From mboxrd@z Thu Jan  1 00:00:00 1970
From: Tregaron Bayly <tbayly@bluehost.com>
Subject: Re: BUG - raid 1 deadlock on handle_read_error / wait_barrier
Date: Thu, 06 Jun 2013 09:00:26 -0600
Message-ID: <51B0A40A.2010208@bluehost.com>
References: <1361487504.4863.54.camel@linux-lxtg.site> <20130225094350.4b8ef084@notabene.brown> <20130225110458.2b1b1e2d@notabene.brown> <1361808662.20264.4.camel@148> <alpine.DEB.2.02.1302260905390.1736@jlaw-desktop.mno.stratus.com> <CAGRgLy45byT7fxLBOqU6ZNjpOL0Xmq6nNsiwJSCTq+kd1Ya7Jg@mail.gmail.com> <20130520171753.002f07d9@notabene.brown> <CAGRgLy5m8KxKPxJE+AbtYbBDzo9uo81wez1ba=H4VY3Jiq32WQ@mail.gmail.com> <CAGRgLy4zTwopPS-cVwT1RKBr8pE7f3n-X3YLyFpktooQtTYGuQ@mail.gmail.com> <20130604114924.37e4573c@notabene.brown>
Mime-Version: 1.0
Content-Type: text/plain; charset=ISO-8859-1; format=flowed
Content-Transfer-Encoding: 7bit
Return-path: <linux-raid-owner@vger.kernel.org>
In-Reply-To: <20130604114924.37e4573c@notabene.brown>
Sender: linux-raid-owner@vger.kernel.org
To: NeilBrown <neilb@suse.de>
Cc: Alexander Lyakas <alex.bolshoy@gmail.com>, linux-raid <linux-raid@vger.kernel.org>, Shyam Kaushik <shyam@zadarastorage.com>, yair@zadarastorage.com
List-Id: linux-raid.ids

On 06/03/2013 07:49 PM, NeilBrown wrote:
> On Sun, 2 Jun 2013 15:43:41 +0300 Alexander Lyakas <alex.bolshoy@gmail.com>
> wrote:
>
>> Hello Neil,
>> I believe I have found what is causing the deadlock.

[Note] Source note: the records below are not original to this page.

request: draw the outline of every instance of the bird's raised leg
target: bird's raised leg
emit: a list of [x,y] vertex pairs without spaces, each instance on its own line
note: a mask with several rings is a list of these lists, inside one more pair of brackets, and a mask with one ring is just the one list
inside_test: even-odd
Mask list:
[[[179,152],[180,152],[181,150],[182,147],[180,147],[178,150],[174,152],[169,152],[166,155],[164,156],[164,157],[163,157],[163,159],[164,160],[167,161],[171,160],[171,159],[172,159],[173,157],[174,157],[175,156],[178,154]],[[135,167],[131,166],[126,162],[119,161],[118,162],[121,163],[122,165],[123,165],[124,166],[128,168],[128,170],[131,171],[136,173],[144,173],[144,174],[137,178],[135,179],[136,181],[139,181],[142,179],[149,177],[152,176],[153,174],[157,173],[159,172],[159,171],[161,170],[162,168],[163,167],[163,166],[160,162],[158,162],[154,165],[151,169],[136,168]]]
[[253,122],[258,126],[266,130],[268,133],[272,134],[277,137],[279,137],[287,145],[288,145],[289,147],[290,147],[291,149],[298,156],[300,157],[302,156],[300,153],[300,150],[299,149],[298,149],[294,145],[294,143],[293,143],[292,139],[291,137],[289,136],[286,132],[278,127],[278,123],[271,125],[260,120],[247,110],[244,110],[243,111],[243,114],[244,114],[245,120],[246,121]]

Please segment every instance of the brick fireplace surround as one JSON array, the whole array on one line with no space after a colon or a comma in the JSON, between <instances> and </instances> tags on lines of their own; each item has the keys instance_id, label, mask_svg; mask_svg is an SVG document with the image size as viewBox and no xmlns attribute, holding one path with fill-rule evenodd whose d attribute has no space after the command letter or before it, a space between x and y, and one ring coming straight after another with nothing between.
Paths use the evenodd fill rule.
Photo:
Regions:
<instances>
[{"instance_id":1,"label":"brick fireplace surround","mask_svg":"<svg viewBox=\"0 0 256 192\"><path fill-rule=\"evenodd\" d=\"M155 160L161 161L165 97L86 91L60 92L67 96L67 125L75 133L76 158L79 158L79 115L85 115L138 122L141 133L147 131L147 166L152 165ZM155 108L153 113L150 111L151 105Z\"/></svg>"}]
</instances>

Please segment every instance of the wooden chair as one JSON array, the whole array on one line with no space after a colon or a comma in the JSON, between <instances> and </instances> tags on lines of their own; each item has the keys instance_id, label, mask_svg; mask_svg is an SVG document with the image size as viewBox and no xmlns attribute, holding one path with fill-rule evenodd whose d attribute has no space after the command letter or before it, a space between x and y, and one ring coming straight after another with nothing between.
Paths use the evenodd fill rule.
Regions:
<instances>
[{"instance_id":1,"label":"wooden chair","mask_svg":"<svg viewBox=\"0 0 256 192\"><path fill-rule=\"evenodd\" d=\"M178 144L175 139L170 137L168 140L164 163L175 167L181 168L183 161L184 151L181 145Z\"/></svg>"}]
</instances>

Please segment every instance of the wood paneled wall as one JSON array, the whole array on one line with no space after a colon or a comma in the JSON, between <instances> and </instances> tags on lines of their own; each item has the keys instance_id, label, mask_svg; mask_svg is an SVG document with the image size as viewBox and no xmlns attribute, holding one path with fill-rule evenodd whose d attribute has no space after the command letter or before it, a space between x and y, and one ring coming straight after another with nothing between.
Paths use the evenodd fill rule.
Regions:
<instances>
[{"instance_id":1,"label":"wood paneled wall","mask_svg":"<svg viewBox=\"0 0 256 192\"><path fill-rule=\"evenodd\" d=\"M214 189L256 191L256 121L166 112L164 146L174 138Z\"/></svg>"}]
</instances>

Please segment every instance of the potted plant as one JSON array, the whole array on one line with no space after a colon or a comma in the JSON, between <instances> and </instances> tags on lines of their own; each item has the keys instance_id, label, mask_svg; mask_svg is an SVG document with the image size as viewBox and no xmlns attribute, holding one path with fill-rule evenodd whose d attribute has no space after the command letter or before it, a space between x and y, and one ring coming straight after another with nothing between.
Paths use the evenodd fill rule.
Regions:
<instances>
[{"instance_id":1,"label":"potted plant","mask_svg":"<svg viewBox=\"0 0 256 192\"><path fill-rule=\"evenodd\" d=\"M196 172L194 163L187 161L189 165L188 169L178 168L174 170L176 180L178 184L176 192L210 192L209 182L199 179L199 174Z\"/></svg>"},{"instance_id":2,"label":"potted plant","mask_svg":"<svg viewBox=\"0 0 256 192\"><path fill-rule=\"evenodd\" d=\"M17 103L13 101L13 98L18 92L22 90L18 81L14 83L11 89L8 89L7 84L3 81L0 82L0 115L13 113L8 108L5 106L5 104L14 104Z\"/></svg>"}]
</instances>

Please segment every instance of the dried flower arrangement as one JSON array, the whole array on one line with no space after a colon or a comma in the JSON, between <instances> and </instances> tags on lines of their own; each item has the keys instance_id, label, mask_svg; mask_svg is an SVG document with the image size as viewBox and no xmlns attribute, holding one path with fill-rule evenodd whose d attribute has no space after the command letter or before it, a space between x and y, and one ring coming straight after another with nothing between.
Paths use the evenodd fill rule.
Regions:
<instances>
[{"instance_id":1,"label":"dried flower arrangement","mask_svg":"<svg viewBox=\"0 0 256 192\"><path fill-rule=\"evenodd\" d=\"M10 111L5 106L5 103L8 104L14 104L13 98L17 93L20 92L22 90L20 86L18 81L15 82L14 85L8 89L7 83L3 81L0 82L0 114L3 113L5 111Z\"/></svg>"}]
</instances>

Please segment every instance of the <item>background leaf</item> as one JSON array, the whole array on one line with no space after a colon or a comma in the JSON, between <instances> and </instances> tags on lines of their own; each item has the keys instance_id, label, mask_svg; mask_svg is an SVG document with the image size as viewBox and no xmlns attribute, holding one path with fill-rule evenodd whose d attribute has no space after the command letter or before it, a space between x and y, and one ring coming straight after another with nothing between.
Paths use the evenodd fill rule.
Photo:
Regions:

It happens in two flavors:
>>
>> 1)
>> # raid1d() is called, and conf->pending_bio_list is non-empty at this point
>> # raid1d() calls md_check_recovery(), which eventually calls
>> raid1_add_disk(), which calls raise_barrier()
>> # Now raise_barrier will wait for conf->nr_pending to become 0, but it
>> cannot become 0, because there are bios sitting in
>> conf->pending_bio_list, which nobody will flush, because raid1d is the
>> one supposed to call flush_pending_writes(), either directly or via
>> handle_read_error. But it is stuck in raise_barrier.
>>
>> 2)
>> # raid1_add_disk() calls raise_barrier(), and waits for
>> conf->nr_pending to become 0, as before
>> # new WRITE comes and calls wait_barrier(), but this thread has a
>> non-empty current->bio_list
>> # In this case, the code allows the WRITE to go through
>> wait_barrier(), and trigger WRITEs to mirror legs, but these WRITEs
>> again end up in conf->pending_bio_list (either via raid1_unplug or
>> directly). But nobody will flush conf->pending_bio_list, because
>> raid1d is stuck in raise_barrier.
>>
>> Previously, for example in kernel 3.2, raid1_add_disk did not call
>> raise_barrier, so this problem did not happen.
>>
>> Attached is a reproduction with some prints that I added to
>> raise_barrier and wait_barrier (their code also attached). It
>> demonstrates case 2. It shows that once raise_barrier got called,
>> conf->nr_pending drops down, until it equals the number of
>> wait_barrier calls, that slipped through because of non-empty
>> current->bio_list. And at this point, this array hangs.
>>
>> Can you please comment on how to fix this problem. It looks like a
>> real deadlock.
>> We can perhaps call md_check_recovery() after flush_pending_writes(),
>> but this only makes the window smaller, not closes it entirely. But it
>> looks like we really should not be calling raise_barrier from raid1d.
>>
>> Thanks,
>> Alex.
>
> Hi Alex,
>   thanks for the analysis.
>
> Does the following patch fix it?  It makes raise_barrier  more  like
> freeze_array().
> If not, could you try making the same change to the first
> wait_event_lock_irq in raise_barrier?
>
> Thanks.
> NeilBrown
>
>
>
> diff --git a/drivers/md/raid1.c b/drivers/md/raid1.c
> index 328fa2d..d34f892 100644
> --- a/drivers/md/raid1.c
> +++ b/drivers/md/raid1.c
> @@ -828,9 +828,9 @@ static void raise_barrier(struct r1conf *conf)
>   	conf->barrier++;
>
>   	/* Now wait for all pending IO to complete */
> -	wait_event_lock_irq(conf->wait_barrier,
> -			    !conf->nr_pending && conf->barrier < RESYNC_DEPTH,
> -			    conf->resync_lock);
> +	wait_event_lock_irq_cmd(conf->wait_barrier,
> +				!conf->nr_pending && conf->barrier < RESYNC_DEPTH,
> +				conf->resync_lock, flush_pending_writes(conf));
>
>   	spin_unlock_irq(&conf->resync_lock);
>   }
>

Neil,

This deadlock also cropped up in 3.4 between .37 and .38.  Passing flush_pending_writes(conf) as cmd to wait_event_lock_irq seems to fix it there as well.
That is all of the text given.